Lopes acredita que a mudança é absolutamente fundamental para o trânsito da cidade, que vem enfrentando o problema há alguns anos: “É fundamental para trânsito em Niterói. Qualquer problema na Ponte dá reflexo até São Francisco, é horrível demais”, finalizou ele.
Em um rápido passeio pelas praias de Niterói, o JB percebeu problemas pelos quais os moradores passam diariamente, e que ajudam a explicar a insatisfação dos niteroienses. Cabines da polícia tanto na praia de Icaraí, na região oceânica, quanto no Ingá, nas proximidades do Museu de Arte Contemporânea (MAC), estavam vazias. As instalações estavam enferrujadas e pareciam sem conservação há um bom tempo. O policiamento na região não foi visto.

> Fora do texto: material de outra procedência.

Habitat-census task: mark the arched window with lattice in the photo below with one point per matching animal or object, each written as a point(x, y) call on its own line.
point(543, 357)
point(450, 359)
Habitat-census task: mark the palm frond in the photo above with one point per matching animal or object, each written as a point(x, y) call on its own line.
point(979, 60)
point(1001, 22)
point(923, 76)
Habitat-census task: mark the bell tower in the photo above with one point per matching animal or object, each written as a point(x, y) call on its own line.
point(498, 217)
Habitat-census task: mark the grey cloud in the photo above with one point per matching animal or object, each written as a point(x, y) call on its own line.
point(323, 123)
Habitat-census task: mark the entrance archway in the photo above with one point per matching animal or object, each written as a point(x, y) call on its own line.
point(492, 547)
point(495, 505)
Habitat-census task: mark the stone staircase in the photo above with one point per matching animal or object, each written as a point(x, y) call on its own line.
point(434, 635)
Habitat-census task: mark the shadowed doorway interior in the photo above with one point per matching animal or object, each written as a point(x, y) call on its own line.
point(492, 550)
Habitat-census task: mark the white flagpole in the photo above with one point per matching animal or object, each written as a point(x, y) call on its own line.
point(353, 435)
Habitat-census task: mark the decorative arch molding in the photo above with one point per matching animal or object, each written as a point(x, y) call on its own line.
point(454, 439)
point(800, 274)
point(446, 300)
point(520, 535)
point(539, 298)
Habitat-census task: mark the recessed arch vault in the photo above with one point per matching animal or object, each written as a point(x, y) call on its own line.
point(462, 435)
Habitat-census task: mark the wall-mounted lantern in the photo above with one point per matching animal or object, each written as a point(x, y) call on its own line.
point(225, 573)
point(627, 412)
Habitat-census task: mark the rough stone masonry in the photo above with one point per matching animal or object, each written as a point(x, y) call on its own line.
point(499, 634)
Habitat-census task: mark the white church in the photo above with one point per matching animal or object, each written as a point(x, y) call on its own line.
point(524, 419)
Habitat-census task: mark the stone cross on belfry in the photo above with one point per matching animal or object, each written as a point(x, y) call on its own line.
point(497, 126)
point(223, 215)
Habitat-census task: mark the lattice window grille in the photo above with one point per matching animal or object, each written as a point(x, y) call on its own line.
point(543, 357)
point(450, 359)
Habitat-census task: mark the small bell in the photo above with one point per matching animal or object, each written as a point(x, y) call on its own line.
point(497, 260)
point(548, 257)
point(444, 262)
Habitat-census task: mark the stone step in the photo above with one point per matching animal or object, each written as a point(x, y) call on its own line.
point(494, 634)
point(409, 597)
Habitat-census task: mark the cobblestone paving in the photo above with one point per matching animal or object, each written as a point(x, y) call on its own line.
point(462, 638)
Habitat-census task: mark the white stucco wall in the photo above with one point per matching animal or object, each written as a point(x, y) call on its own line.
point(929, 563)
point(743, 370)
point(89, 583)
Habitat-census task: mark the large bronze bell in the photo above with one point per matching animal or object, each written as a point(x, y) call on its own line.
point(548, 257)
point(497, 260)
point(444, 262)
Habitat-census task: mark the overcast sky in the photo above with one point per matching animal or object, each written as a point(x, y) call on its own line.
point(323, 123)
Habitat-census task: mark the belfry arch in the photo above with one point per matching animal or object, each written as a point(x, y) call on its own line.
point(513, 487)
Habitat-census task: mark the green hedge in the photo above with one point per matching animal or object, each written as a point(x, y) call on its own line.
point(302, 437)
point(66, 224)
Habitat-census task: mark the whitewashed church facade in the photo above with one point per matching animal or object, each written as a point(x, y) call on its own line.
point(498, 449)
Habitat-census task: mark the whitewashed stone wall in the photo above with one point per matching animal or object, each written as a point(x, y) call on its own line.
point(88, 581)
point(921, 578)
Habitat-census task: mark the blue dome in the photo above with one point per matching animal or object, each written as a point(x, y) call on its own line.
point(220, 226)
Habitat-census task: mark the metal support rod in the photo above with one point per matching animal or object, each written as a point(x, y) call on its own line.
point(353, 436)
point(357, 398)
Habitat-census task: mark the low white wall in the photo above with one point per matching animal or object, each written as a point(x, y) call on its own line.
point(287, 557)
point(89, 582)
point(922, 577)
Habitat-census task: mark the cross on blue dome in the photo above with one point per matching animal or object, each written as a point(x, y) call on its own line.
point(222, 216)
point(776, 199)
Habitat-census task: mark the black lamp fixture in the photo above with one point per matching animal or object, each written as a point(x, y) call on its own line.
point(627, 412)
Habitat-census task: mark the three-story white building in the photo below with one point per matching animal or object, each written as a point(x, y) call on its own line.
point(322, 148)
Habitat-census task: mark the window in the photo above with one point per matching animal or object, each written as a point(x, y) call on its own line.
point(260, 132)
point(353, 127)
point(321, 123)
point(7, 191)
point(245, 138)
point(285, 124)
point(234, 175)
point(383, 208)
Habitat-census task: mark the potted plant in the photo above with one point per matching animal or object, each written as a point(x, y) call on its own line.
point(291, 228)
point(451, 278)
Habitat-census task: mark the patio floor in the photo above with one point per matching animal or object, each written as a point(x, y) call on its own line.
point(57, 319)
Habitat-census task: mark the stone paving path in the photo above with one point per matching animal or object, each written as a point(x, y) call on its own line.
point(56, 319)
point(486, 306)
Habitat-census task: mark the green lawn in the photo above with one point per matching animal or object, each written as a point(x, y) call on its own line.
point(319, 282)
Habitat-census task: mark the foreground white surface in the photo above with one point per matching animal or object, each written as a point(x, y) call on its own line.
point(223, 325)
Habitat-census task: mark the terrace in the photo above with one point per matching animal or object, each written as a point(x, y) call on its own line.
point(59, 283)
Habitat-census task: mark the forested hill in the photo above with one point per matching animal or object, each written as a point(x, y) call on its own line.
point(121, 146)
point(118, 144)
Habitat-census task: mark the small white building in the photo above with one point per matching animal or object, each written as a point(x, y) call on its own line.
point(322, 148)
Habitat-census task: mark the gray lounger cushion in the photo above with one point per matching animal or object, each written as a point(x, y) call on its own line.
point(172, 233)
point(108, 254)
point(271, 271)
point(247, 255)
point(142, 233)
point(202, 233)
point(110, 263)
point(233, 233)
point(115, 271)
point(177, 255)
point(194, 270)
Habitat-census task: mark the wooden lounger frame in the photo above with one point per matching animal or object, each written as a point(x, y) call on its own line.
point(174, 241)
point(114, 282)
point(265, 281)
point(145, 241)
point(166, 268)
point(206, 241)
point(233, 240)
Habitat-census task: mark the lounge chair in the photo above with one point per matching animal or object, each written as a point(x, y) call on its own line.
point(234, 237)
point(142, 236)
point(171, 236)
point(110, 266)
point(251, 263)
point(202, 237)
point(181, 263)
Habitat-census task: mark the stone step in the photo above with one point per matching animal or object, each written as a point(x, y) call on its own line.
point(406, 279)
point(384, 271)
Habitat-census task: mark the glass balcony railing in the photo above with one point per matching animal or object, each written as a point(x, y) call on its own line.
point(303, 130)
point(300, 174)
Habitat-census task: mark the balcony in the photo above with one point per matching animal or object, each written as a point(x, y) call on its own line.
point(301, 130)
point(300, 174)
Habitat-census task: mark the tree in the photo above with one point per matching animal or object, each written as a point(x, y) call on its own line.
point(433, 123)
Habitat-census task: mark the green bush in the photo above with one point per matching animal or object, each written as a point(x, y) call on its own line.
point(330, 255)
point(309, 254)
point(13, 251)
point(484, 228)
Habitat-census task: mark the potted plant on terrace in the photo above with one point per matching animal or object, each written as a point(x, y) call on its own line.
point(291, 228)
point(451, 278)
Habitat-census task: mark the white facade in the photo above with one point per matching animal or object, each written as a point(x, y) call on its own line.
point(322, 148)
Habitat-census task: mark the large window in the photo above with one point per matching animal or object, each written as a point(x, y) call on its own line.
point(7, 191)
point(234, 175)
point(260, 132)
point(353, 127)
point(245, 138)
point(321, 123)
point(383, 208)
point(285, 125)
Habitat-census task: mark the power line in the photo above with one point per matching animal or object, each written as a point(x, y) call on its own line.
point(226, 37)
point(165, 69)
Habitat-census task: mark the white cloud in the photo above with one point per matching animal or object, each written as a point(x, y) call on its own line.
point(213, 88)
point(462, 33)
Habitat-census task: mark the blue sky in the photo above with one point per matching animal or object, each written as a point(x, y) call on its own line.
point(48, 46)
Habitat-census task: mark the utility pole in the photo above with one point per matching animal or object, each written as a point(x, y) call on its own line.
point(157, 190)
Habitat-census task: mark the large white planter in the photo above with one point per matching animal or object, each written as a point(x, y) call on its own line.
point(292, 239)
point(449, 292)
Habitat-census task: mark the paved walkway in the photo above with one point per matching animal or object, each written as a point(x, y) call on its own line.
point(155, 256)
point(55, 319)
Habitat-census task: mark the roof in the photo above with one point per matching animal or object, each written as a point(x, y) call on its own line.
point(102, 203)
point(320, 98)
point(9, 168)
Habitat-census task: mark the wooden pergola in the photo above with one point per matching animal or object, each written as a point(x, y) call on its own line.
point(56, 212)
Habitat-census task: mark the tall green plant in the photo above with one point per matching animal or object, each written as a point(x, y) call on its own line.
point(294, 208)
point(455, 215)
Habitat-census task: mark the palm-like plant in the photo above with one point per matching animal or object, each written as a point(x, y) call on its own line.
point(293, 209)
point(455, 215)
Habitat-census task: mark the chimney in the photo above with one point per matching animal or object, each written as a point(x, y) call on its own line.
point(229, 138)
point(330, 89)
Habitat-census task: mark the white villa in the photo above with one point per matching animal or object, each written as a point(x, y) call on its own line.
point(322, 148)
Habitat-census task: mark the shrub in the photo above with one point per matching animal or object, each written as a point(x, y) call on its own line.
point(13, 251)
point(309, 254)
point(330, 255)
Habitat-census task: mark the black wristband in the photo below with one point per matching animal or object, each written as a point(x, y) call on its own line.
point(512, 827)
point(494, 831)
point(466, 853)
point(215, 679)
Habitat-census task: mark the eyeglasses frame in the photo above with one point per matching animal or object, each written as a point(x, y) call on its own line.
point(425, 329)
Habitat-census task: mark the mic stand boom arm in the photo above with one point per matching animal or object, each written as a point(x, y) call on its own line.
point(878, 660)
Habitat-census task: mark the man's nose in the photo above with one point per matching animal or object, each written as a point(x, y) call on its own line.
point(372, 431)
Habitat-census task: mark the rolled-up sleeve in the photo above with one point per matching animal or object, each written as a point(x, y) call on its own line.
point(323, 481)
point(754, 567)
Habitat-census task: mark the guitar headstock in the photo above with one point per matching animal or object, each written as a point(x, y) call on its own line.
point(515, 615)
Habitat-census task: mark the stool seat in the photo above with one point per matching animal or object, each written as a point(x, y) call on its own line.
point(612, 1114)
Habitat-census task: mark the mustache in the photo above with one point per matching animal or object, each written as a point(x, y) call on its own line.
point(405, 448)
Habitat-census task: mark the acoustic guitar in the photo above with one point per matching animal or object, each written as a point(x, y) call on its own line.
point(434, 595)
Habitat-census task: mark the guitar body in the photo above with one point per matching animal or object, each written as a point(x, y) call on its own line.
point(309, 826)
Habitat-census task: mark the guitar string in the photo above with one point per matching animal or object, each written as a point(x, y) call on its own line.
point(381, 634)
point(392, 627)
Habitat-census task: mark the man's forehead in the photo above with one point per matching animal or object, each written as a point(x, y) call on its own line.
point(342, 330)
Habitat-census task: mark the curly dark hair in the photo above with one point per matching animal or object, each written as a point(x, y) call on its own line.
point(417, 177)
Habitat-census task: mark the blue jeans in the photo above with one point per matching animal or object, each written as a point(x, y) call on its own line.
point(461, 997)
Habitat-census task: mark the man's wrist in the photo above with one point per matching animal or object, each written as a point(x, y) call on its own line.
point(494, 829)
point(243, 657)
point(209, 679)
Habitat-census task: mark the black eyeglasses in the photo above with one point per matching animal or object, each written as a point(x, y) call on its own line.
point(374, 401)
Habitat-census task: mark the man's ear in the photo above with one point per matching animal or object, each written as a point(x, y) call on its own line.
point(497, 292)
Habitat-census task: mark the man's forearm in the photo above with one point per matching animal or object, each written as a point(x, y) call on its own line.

Uma ponte, que originalmente é o caminho de que muitos turistas se utilizam para ir ao MAM, está interditada por falta de conservação. O vergalhão de sustentação e as vigas internas estão à mostra e é visível o estado de corrosão. A solução, porém, passa longe da manutenção: podia ser visto claramente o cimento fresco em cima da obra corroída, com o objetivo de maquiar os problemas.
Respostas
Em nota, a assessoria da prefeitura de Niterói diz que a previsão de inauguração do Mergulhão é novembro. Sobre a questão do trânsito, a prefeitura diz que “destaca-se a construção do BRT TransOceânica, uma obra que vai ligar o Engenho do Mato a Charitas, com a construção do Túnel Charitas-Cafubá, sem cobrança de pedágio, além de ampliação da capacidade da estação de barcas de Charitas, com compra de novas embarcações (conforme já divulgado pelo governo do estado) com capacidade para até dois mil passageiros, entre outras medidas”.
Com relação aos roubos e assaltos em Niterói, a prefeitura afirma que “criou o Gabinete de Gestão Integrada de Segurança (GGIM), criou o Regime Adicional de Serviço (RAS) da Guarda Municipal, renovou o convênio do Programa Estadual de Integração da Segurança (Proeis), anunciou a construção do Centro de Controle Integrado de Monitoramento por Câmeras, e tem buscado cada vez mais novas parcerias com os governos estadual e federal para ajudar a combater o problema da violência. Implantou, ainda, um grande programa de substituição de iluminação pública e poda de árvores na cidade, com vistas a inibir a ação de criminosos. Note-se que o combate a roubos, furtos e à violência, de modo geral, são tarefas constitucionais da polícia, órgãos estaduais e/ou federais”, e que ações de combate direto devem ser tratadas com o governo do Estado.
Procurada, a Secretaria de Segurança não atendeu às ligações do Jornal do Brasil.